Domestic Diversions

Impaired parenting

The New York Times explains the dangers children face from drunk drivers.

Matther L. Wald writes (excerpt):
The report, “Every Child Deserves a Designated Driver,” which uses a government definition of children as those 14 and under, contradicts the stereotype of the lone drunken driver smashing into a car in which a family is riding or running down children playing in the street. According to the National Highway Traffic Safety Administration, the vast majority of children killed by drunken drivers are in vehicles, and not pedestrians or cyclists.

And of the 1,985 children who died from 1997 to 2001 as passengers in alcohol-related accidents, 1,349, or 68 percent, were in cars whose drivers had measurable levels of alcohol, government statistics show. Within that group, about three-quarters, a total of 1,016 children, were in cars whose driver’s blood alcohol level was over 0.08 — that is, 0.08 gram of alcohol per deciliter of blood — the national standard for being under the influence.

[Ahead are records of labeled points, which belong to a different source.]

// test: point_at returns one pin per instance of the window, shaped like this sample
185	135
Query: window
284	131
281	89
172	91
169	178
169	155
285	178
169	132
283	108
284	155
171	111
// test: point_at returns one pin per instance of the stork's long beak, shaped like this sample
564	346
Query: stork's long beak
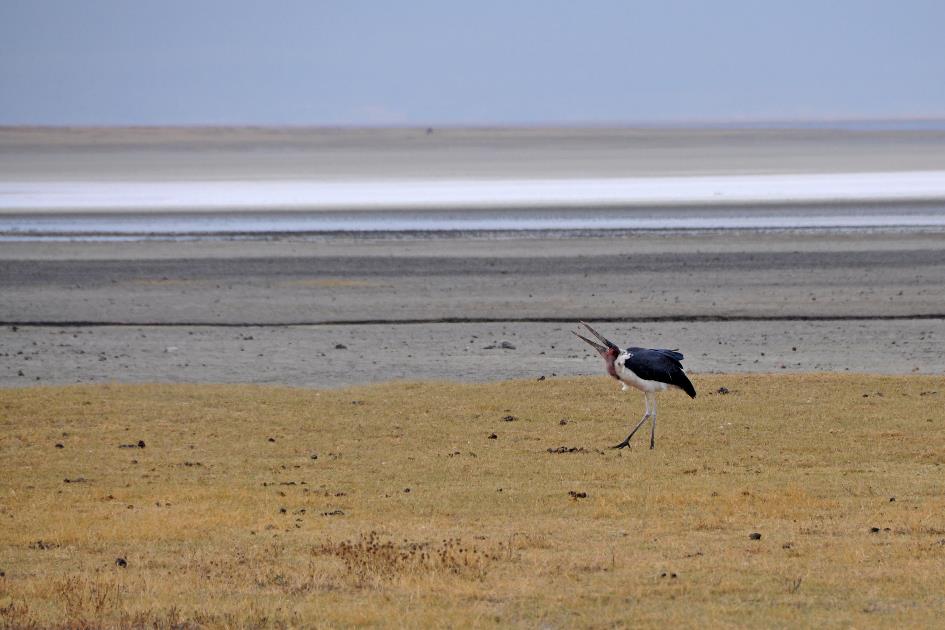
602	349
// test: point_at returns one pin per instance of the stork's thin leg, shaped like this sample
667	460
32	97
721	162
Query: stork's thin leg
646	416
653	423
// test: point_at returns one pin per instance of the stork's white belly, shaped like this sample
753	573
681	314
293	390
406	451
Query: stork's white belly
629	378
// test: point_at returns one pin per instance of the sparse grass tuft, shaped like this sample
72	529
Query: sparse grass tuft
788	500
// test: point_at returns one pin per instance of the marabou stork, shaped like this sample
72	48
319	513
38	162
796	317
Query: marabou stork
649	370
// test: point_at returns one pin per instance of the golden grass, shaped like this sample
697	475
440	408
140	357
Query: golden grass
412	516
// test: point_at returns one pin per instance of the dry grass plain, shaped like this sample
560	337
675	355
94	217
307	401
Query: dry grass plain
391	505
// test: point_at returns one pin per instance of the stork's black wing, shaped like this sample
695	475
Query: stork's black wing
659	365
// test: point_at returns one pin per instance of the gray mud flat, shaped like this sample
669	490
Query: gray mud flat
276	312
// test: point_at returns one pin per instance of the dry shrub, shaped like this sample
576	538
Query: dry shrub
368	560
16	615
87	601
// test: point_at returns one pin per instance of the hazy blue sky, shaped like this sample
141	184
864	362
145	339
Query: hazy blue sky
477	62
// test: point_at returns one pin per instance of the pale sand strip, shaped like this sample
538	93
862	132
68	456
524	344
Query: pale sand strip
418	194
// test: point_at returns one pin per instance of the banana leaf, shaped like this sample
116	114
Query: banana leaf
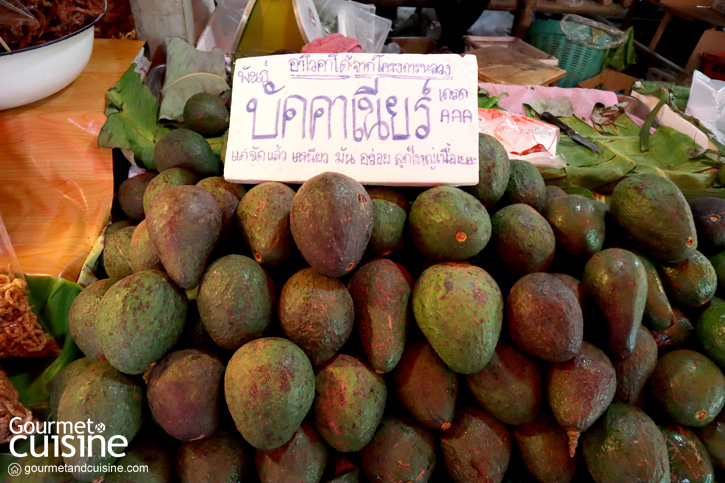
671	154
51	299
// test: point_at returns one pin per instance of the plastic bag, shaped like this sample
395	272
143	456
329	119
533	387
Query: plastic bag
707	103
357	21
522	137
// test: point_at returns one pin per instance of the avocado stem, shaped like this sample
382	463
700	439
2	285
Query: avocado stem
573	441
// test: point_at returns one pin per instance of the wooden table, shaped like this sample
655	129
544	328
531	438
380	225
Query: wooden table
701	12
500	65
56	185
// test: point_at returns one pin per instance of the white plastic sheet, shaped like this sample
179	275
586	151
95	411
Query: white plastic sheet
707	103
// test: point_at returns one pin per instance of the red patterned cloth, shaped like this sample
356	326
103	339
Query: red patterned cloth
332	44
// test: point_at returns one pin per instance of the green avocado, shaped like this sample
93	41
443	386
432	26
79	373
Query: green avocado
425	386
130	195
509	387
235	301
349	403
83	318
316	313
626	445
263	219
578	227
710	329
494	170
184	392
184	251
301	460
388	228
476	448
142	254
689	460
61	381
446	223
690	283
331	219
616	281
680	334
269	387
220	458
139	320
634	371
227	195
709	216
116	253
689	387
525	185
459	309
544	449
381	297
104	396
655	216
580	390
170	177
544	317
658	313
522	240
184	148
400	451
713	437
206	114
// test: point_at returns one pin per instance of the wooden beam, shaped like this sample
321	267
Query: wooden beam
660	30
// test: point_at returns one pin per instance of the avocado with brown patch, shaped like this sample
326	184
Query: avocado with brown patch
269	386
544	318
381	298
425	386
316	313
185	395
400	452
459	309
476	448
349	403
263	217
509	387
331	219
616	281
580	390
689	387
446	223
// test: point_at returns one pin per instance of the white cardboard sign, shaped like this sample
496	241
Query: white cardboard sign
380	119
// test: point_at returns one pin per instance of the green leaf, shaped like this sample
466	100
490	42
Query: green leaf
188	72
671	154
132	123
51	299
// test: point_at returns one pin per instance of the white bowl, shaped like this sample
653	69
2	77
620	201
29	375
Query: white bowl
36	72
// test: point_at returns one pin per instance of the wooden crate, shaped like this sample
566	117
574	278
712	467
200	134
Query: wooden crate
513	43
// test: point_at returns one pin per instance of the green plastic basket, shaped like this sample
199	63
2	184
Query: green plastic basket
579	60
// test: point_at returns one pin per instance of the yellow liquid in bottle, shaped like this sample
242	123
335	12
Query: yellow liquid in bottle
271	26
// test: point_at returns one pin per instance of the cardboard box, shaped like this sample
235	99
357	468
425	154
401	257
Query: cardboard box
610	80
513	43
415	45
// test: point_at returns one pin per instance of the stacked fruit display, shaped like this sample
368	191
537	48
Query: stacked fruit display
502	331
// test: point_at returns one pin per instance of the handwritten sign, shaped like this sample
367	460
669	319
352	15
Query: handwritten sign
381	119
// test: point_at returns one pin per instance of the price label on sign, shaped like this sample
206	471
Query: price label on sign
381	119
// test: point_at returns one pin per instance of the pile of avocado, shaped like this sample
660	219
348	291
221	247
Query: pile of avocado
507	331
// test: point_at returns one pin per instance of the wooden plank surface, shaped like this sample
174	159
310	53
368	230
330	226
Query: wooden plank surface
56	185
505	66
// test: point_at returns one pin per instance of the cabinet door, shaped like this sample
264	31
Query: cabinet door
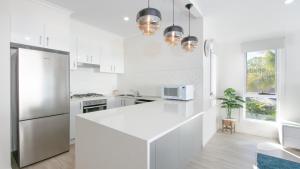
27	23
83	51
95	52
114	102
118	57
57	37
167	151
75	109
73	53
106	59
129	101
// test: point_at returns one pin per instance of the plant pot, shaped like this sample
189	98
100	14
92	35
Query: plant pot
228	124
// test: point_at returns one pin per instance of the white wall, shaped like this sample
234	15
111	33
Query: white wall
88	80
5	86
231	73
231	23
84	80
150	63
290	98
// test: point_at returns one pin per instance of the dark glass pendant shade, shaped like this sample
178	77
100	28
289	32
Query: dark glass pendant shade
189	43
148	20
174	33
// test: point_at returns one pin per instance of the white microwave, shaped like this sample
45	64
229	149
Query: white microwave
179	92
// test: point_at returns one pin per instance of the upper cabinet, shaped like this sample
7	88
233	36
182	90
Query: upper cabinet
39	24
89	51
93	46
112	59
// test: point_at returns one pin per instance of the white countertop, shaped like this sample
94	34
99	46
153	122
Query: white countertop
75	99
147	121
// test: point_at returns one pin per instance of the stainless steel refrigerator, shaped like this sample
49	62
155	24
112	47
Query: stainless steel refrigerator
40	103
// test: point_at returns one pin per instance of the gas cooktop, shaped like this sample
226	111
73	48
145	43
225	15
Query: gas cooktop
86	95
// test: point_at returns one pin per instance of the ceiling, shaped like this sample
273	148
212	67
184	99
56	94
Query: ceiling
227	19
242	20
108	15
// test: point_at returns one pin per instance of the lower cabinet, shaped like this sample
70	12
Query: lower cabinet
177	148
115	102
75	109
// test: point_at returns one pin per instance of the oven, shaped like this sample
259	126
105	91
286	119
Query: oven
94	105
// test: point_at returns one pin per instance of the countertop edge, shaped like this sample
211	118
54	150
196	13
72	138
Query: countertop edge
150	140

Experts say the danger to children transcends the increased risk that a driver who has been drinking will simply have an accident. Ralph W. Hingson, director of epidemiology and prevention research at the National Institute on Alcohol Abuse and Alcoholism, one of the National Institutes of Health, said the higher the blood alcohol, the less likely the driver would be wearing a seat belt. And if the driver is not buckled, Dr. Hingson said, child passengers are less likely to be using an infant seat, a booster seat or a seat belt.